There, in his own words, he hopes he can “right the wrongs” of the miserable whitewash England suffered on their last trip Down Under in 2013-14.
To do so, though, he has been left in little doubt that he will have to improve significantly on his 2015 output.
England coach Trevor Bayliss acknowledges Bell’s experience counts, in a developing team currently 1-0 down with one to play against Pakistan, but not as much as runs, which will always be the only true currency.
Bell contributed two crucial 50s to England’s cause at Edgbaston mid-Ashes, and has added two more handy scores so far on the tour of the United Arab Emirates. But flashes of his world-class best will not be enough in the long term.

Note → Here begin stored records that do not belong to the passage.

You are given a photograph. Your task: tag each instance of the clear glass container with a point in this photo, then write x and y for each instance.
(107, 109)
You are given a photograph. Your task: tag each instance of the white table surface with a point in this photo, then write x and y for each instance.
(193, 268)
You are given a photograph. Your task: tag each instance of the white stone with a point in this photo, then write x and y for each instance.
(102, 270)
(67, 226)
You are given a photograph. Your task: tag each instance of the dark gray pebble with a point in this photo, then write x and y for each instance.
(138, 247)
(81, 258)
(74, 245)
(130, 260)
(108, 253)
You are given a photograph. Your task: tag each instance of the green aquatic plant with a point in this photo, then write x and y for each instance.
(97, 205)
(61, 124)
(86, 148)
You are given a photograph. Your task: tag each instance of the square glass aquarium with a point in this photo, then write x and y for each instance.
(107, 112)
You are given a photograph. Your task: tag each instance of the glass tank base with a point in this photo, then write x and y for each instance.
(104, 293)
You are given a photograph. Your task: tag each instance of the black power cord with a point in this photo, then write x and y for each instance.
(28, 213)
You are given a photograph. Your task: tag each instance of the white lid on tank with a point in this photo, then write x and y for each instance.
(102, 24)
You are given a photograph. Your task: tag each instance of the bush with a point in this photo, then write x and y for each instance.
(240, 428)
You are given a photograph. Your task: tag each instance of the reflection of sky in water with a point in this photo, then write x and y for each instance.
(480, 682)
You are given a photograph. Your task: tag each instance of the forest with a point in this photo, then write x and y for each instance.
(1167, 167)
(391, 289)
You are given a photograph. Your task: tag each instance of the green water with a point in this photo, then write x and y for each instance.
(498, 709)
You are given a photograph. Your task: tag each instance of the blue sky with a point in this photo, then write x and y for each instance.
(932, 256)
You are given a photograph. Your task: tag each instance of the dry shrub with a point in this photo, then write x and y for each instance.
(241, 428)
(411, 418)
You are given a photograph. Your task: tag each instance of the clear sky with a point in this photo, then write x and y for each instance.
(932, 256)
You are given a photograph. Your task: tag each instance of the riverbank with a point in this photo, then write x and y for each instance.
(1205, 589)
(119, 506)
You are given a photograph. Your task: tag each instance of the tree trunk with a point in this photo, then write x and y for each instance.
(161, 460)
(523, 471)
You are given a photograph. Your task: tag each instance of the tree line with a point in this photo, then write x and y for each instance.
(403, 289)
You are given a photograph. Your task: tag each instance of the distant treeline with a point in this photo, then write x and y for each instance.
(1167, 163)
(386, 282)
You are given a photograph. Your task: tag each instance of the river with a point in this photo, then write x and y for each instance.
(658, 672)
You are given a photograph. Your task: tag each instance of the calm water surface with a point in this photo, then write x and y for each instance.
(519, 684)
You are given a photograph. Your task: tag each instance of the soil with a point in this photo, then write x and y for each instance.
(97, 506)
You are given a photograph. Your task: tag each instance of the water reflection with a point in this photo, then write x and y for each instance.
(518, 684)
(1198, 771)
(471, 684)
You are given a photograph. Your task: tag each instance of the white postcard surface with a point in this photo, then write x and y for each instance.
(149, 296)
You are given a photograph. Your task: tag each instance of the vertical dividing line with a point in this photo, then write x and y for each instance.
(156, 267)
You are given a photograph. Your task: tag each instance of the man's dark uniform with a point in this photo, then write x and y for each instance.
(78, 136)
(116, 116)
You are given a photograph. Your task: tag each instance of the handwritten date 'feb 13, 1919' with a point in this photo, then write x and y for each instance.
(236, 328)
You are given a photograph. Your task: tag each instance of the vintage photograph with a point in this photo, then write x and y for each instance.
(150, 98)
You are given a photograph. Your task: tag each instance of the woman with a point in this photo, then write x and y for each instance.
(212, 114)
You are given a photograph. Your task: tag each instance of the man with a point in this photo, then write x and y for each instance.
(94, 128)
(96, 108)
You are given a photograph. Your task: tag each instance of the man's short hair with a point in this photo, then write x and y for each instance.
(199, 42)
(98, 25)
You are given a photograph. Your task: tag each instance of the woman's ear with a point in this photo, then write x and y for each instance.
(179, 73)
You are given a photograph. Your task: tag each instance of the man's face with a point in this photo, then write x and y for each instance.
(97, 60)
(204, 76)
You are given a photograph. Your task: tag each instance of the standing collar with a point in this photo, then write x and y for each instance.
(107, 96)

Reflecting on Bell’s dalliance with retirement, Bayliss said: “I think it’s a question most older players ask themselves when they’re getting closer to the end than the start, but he’s very much aware that performances are the thing that very much count.
“We need him from that experience point of view.
“But what I’m saying is – and everyone’s fully aware of it – that results count as well.”
Bell is set to remain at No 3 when the final Test begins in Sharjah on Sunday, with England needing to overturn a sequence of six defeats in eight matches away to Pakistan, stretching back 10 years, if they are to square this series.
So far, Alastair Cook and his vice-captain Joe Root have been responsible for more than half their runs in the series.
But Bell has fared best of the rest, promising he may be ready to snap out of a mediocre six-month spell, since his last Test hundred, in which he has mustered only 358 runs in 21 innings.
They have come at a sub-20 average, compared with a career output of almost 43 in his 117 Tests.
Bayliss added: “Just because you’ve got experience, you’ve (still) got to be performing as well.
“The players know that, and the selectors and coaches make their decisions based on performances at the top level.”
Bell’s record and pedigree mean England will never dispense with him easily, especially with so many other players still finding their feet at the highest level.
“Obviously at the moment we haven’t got a lot of experience in the batting order, and I think it’s important we have got some experience in the team,” said Bayliss.
“On this tour, if you just take the aggregates and averages of our batters, he’s probably in third spot or round about – he’s averaging almost 40, I think.
“I’m sure he’d like to be scoring more runs as well and he’s a guy who works very hard at his game.”